Effect of biochar with different particle sizes on the sorption-desorption characteristics of soil phosphorus.

doi:10.13287/j.1001-9332.202303.015

Abstract

Abstract: The size of particles determines the adsorption reaction. In this study, three different particle sizes of biochar (0.25-1 mm, 0.075-0.25 mm, <0.075 mm) were produced from rapeseed straw (SBC) and chicken manure (MBC). The biochar was mixed with high phosphorus (P) soil and low P soil and then incubated for 30 days. We conducted isothermal P sorption and desorption experiments to evaluate the effects of biochar particle size on sorption-desorption characteristics of soil P, and analyzed soil properties associated with P sorption. The results showed that P sorption capacity of SBC and MBC in the water system was highest for the smallest particle size (<0.075 mm) (SBC: 43125 mg·kg^-1, MBC: 20083 mg·kg^-1), followed by the intermediate particle size (0.075-0.25 mm) (SBC: 37376 mg·kg^-1, MBC: 13199 mg·kg^-1) and the largest particle size (0.25-1 mm) (SBC: 27749 mg·kg^-1, MBC: 12251 mg·kg^-1). However, there was little difference in soil P sorption between the three particle sizes of the same biochar in the soil system. In comparison with no biochar treatment, the addition of SBC increased the Langmuir P sorption maximum (S_max) by 236.8%-755.7%, and decreased soil P desorption rate. The addition of MBC increased S_max, but the enhancement was less than that of SBC. Soil P desorption rate was increased by 7.2%-295.9%. Both SBC and MBC significantly increased the contents of soil total P, available P, and exchangeable calcium (Ca) and magnesium (Mg). The increases in Ca and Mg contents due to biochar addition was 64.0%-257.1% (SBC) and 39.1%-205.3% (MBC), respectively. The contents of soil exchangeable Ca and Mg were positively correlated with S_max. These results suggested that biochar particle size had little effect on soil P sorption, but the enrichment of Ca and Mg due to biochar addition played a critical role in regulating soil P sorption. The rapeseed straw biochar had a high adsorption capacity for soil P, making it suitable for improving the P fixation capacity of soil rich in P and reducing the loss of excess P. Chicken manure biochar could be used to improve the P availability of low P soils and increase the contents of available P.

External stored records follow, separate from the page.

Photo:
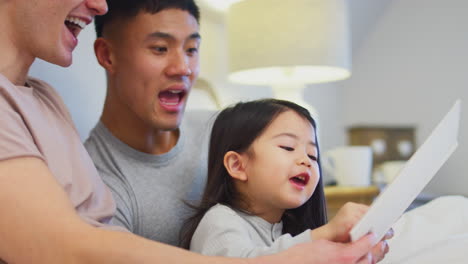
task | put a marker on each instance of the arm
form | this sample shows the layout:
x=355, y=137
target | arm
x=222, y=232
x=38, y=224
x=29, y=196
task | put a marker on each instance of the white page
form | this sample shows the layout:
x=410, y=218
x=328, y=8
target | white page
x=412, y=178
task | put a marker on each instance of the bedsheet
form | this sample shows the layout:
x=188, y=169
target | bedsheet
x=436, y=232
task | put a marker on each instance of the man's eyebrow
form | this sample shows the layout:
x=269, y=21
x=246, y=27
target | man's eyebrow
x=293, y=136
x=164, y=35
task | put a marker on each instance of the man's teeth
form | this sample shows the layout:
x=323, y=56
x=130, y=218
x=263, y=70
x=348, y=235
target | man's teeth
x=76, y=21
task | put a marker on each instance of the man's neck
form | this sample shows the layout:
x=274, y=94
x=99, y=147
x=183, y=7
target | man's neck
x=133, y=132
x=15, y=61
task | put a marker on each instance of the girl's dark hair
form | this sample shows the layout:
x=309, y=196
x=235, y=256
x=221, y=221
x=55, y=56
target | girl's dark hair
x=235, y=129
x=124, y=9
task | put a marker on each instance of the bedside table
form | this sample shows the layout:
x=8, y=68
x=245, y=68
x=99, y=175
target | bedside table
x=337, y=196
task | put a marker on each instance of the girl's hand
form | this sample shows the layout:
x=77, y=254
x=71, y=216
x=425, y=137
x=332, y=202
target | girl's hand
x=338, y=228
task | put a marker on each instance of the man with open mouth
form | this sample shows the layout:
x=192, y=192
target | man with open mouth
x=151, y=155
x=54, y=208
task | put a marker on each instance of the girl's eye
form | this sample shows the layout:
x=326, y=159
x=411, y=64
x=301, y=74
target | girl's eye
x=192, y=50
x=159, y=49
x=287, y=148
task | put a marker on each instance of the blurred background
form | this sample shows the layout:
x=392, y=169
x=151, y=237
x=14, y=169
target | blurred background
x=408, y=64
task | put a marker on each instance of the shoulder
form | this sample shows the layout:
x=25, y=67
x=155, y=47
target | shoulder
x=221, y=217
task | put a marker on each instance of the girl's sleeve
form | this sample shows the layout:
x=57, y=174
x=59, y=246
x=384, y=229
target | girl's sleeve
x=223, y=233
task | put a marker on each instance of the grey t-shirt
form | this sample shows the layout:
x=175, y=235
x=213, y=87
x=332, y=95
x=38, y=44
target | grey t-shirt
x=231, y=233
x=150, y=190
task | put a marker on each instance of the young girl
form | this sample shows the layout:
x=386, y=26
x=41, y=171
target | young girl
x=264, y=190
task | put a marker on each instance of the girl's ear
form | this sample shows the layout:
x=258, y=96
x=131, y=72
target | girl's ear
x=235, y=165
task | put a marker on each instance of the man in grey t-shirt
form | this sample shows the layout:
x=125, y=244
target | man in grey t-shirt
x=151, y=159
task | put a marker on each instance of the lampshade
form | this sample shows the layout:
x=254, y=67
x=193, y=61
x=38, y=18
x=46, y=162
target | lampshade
x=279, y=41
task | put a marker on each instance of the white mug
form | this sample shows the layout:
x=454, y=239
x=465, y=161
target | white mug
x=350, y=165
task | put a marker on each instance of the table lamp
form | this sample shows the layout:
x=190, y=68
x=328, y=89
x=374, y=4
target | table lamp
x=288, y=44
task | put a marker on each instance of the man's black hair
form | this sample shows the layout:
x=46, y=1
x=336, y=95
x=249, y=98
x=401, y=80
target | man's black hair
x=124, y=9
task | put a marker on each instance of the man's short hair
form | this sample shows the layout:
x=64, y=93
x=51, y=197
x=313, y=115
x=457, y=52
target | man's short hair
x=124, y=9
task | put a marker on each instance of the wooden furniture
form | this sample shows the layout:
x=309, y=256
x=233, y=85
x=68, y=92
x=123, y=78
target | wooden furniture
x=337, y=196
x=388, y=142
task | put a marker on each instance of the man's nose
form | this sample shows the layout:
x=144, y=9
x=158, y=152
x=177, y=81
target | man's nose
x=99, y=7
x=179, y=65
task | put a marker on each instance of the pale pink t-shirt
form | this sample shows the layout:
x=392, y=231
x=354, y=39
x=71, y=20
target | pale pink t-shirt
x=35, y=122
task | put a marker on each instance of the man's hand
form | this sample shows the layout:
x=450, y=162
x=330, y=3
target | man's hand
x=324, y=252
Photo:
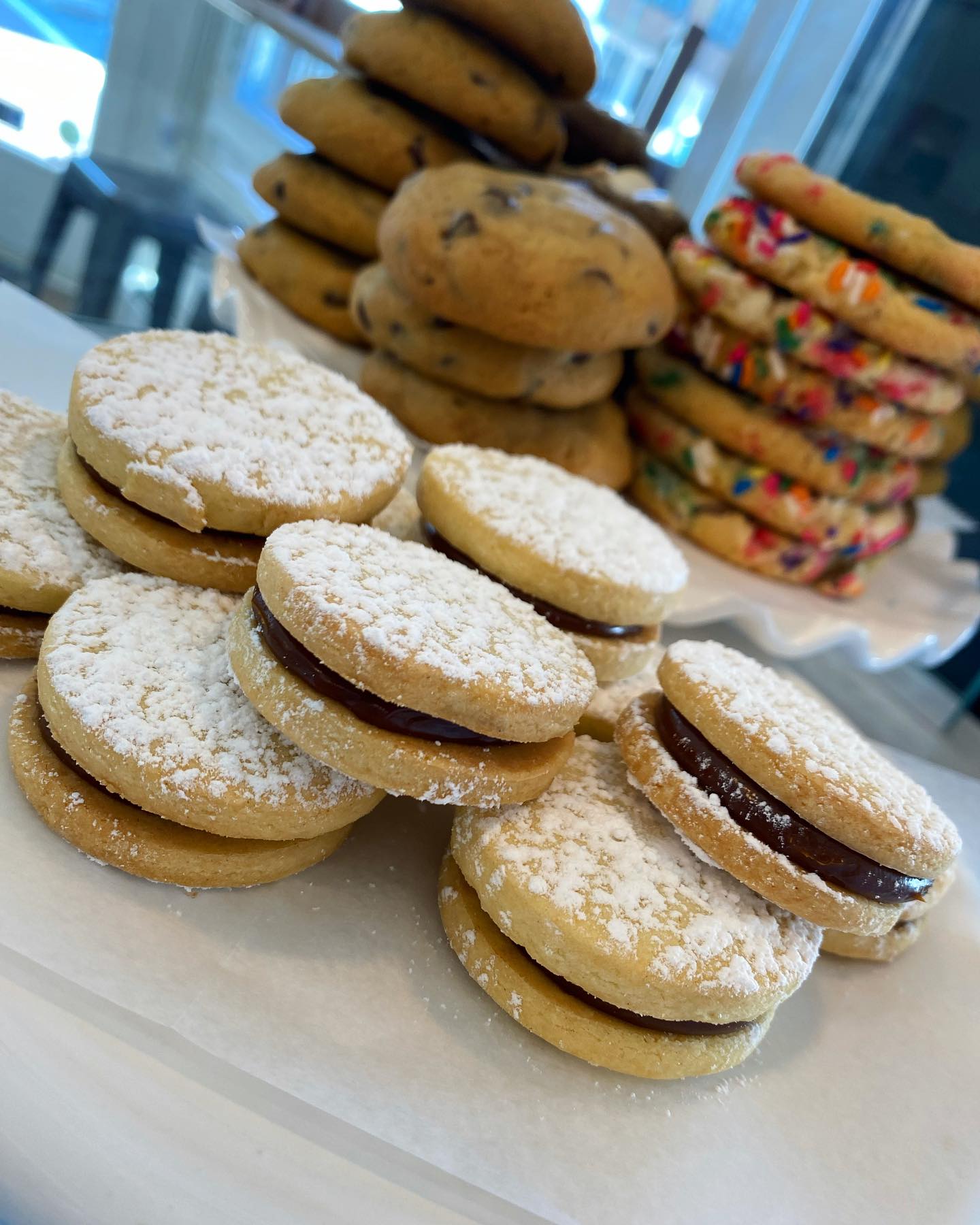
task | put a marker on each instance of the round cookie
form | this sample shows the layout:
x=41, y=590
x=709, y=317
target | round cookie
x=779, y=502
x=805, y=332
x=44, y=555
x=825, y=461
x=21, y=634
x=528, y=259
x=874, y=949
x=353, y=124
x=306, y=275
x=457, y=74
x=211, y=433
x=135, y=683
x=597, y=891
x=110, y=831
x=591, y=442
x=600, y=719
x=586, y=560
x=897, y=314
x=151, y=543
x=406, y=669
x=735, y=537
x=808, y=396
x=473, y=361
x=323, y=201
x=548, y=36
x=782, y=791
x=914, y=245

Key words: soil phosphorus, biochar, sorption, desorption, particle size, Langmuir equation

WEI Jinju, QIN Guobing, ZHANG Gengjin, JIA Lulu, ZHOU Jian, WU Jianfu, WEI Zongqiang. Effect of biochar with different particle sizes on the sorption-desorption characteristics of soil phosphorus.[J]. Chinese Journal of Applied Ecology, 2023, 34(3): 708-716.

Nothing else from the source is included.